A Harvard-trained attorney who taught environmental law at the University of Hawai‘i, Sara had crusaded for affordable housing and “green” stewardship of the islands. Her greatest victory had been the Save Coconut Beach initiative, in which she and other activists saved the pristine windward surfing spot from development.
From the news coverage at the time, I remembered that developers and conservative politicians alike despised Sara’s “ecofeminist” views. Being both an environmentalist and a feminist put her at the very radical end of the spectrum in their eyes. The article went on with lavish praise from Professor Rush McWhorter, Sara’s law school adversary and legal counsel for the Chancellor Trust. “A tragic loss to the people of Hawai‘i,” his quote read, which seemed at odds with the public rancor between the two during her life.
Another jolt of turbulence shook the Twin-Otter. I set down the obituary and picked up a wedding clipping.
After her Coconut Beach victory, Sara had become the darling of local environmentalists. Yet she then married developer J. Gregory Parke, a bald blimp of a man twenty years her senior, and lived with him in the ritziest neighborhood in the Hawaiian Islands.
What an odd couple! Their contentious divorce seemed predictable given their strange conflict of i
nterests. I tucked the clips back into my briefcase and peered down at the inky whitecaps below. Sara’s short and admirable life had had its contradictions, as I suppose all lives do. But could these contradictions have any bearing on the fatal stumble of a mule?

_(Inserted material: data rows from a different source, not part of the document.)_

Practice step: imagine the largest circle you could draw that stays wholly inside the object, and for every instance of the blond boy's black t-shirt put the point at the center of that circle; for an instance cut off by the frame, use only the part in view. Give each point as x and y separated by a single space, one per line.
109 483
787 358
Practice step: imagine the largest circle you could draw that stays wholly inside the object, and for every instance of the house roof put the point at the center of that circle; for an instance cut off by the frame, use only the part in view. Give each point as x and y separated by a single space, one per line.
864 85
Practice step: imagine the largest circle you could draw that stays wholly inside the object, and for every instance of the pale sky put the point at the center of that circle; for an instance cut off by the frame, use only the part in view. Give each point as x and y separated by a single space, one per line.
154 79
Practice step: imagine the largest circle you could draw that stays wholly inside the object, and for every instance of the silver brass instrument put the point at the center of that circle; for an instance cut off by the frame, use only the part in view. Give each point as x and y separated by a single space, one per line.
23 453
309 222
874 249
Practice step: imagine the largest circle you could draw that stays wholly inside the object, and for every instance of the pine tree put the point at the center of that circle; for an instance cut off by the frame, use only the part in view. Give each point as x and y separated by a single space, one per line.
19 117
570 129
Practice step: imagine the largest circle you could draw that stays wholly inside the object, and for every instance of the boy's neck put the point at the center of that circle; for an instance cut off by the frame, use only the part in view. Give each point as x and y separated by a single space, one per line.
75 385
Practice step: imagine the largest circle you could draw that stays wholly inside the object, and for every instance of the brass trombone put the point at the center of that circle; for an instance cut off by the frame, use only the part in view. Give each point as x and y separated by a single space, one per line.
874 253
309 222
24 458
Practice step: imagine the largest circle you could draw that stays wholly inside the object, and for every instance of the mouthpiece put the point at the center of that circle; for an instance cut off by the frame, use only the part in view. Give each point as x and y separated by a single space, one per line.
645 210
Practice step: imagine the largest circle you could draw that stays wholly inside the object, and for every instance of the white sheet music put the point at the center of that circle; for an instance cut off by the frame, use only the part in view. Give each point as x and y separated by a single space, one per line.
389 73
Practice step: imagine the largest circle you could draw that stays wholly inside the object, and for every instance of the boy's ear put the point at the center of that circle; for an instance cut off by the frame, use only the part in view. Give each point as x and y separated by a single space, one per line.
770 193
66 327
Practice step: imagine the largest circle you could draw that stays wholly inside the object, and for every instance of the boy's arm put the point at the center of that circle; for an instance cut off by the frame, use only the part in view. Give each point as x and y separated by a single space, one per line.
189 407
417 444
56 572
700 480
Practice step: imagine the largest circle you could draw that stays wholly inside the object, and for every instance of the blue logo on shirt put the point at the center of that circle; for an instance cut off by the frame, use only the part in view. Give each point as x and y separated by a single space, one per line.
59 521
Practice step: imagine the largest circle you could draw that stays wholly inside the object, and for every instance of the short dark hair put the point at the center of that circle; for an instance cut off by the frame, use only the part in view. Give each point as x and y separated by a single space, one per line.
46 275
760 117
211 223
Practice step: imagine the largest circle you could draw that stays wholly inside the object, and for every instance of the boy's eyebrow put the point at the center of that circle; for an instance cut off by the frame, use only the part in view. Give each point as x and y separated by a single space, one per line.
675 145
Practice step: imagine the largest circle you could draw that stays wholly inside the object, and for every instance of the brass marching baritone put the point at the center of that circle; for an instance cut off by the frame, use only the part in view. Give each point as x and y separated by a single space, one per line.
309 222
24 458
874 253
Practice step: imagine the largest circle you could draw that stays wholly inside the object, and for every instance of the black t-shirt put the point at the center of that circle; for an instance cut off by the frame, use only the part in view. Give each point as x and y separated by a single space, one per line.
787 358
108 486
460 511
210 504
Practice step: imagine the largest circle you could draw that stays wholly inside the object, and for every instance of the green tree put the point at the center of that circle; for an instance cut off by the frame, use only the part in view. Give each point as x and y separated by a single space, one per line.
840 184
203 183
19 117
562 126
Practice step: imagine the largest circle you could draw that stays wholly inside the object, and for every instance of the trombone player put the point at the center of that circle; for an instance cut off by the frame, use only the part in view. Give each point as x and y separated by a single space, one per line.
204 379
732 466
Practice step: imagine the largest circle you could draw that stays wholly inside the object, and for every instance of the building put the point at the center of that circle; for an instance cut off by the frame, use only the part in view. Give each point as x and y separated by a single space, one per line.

It was a stretch to think so. A long stretch.
Our first sighting of Moloka‘i revealed the West End’s —pristine Pāpōhaku Beach, a three-mile ribbon of frothing surf and golden sand. One of the longest, most stunning beaches in the islands, it’s remote and often deserted. I saw not one surfer, swimmer, or sunbather.
This dramatic beach, and most of Moloka‘i, has escaped the urban sprawl so prevalent on the other islands because residents here, primarily Hawaiian, have rallied repeatedly against unwanted development. Though jobs have been scarce since Moloka‘i’s pineapple plantations closed, forcing more and more kama‘aina to scramble for a living, few long-time residents see waikīkī-style resorts on their unspoiled island as the answer.
The Twin-Otter angled and crossed over the island’s arid West End. From previous visits, I recognized the rugged terrain. Sloping plateaus painted the west in cocoa brown and rust red; sheer sea cliffs in the east soared in moss green. The thirty-eight-mile island pointed east like an index finger with one small irregularity–a bump on the north side where the middle knuckle would be. This knuckle was my ultimate destination: Kalaupapa. The once-infamous leper colony, now a national park, sat on a small peninsula beneath the world’s tallest sea cliffs. It was from these cliffs that Sara Ridgely-Parke had plunged.
In Honolulu, I had obtained the medical examiner’s report on Sara’s autopsy. It offered little new information. I had also phoned the mule tour company and learned there was a log of all riders, including the four others in Sara’s party. A guide named Johnny Kaluna had agreed to walk me down the cliff trail to the site of the accident, then on to Kalaupapa. I arranged to meet him at seven thirty the next morning.
The Twin-Otter began its bumpy descent as we passed over red dirt fields, inhabited by stunted kiawe and grazing cattle. Only one thread-thin highway, devoid of cars, gave evidence of civilization. A few other rusty side roads branched off from the highway. But I saw no vehicles there either.